HO CHI MINH CITY • The municipal land registration office in Ho Chi Minh City has stopped issuing ownership certificates to foreigners who bought homes after Dec 10, 2015, reported the Tuoi Tre News website.
This restriction, apparently due to national defence regulations, poses a challenge to those wishing to own apartments legitimately in the south Vietnamese city, the news site reported on Thursday.
According to a decree on Vietnam's housing laws, foreigners can own up to 30 per cent of the apartments in a project and are barred from buying property built in areas reserved for the protection of national defence and security. Whether or not a piece of land is so reserved is determined by the Ministry of National Defence and the Ministry of Public Security.
The department of construction in each locality is supposed to publicly announce a list of housing projects available to foreign buyers.

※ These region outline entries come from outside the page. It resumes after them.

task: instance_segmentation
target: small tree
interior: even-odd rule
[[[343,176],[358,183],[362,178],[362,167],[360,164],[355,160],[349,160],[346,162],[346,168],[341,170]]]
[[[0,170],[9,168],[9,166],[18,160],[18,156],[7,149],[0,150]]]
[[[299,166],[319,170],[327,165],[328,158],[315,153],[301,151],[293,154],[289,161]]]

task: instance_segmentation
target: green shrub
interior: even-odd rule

However, the Ho Chi Minh City construction department has confirmed that the list has yet to be issued by the two ministries.
As a result, the land registration office has received no guidelines to decide whether certain housing projects are available for foreigners to buy.
In January last year, Mr K. Elias, an American citizen, bought an apartment that was previously owned by a Vietnamese in the New Saigon apartment complex in Nha Be District.
After making all the necessary payments, Mr Elias is still struggling to officially register ownership of his new home.
Another buyer interviewed by the news website, a Malaysian who gave only his initials C.Y.O., purchased a unit in an apartment building in District 7 three years ago.
According to the apartment developer, all Vietnamese citizens living in the complex have been given their ownership certificate, except for Mr C. It is believed that he is unable to obtain the necessary paperwork because he is a foreigner.
Property developers throughout Ho Chi Minh City have complained that the land registration office's refusal to grant documents to foreigners is having a negative impact on their contracts.
"This affects the image and reputation of Vietnamese real estate companies as well as the country's general investment environment," a company director stated.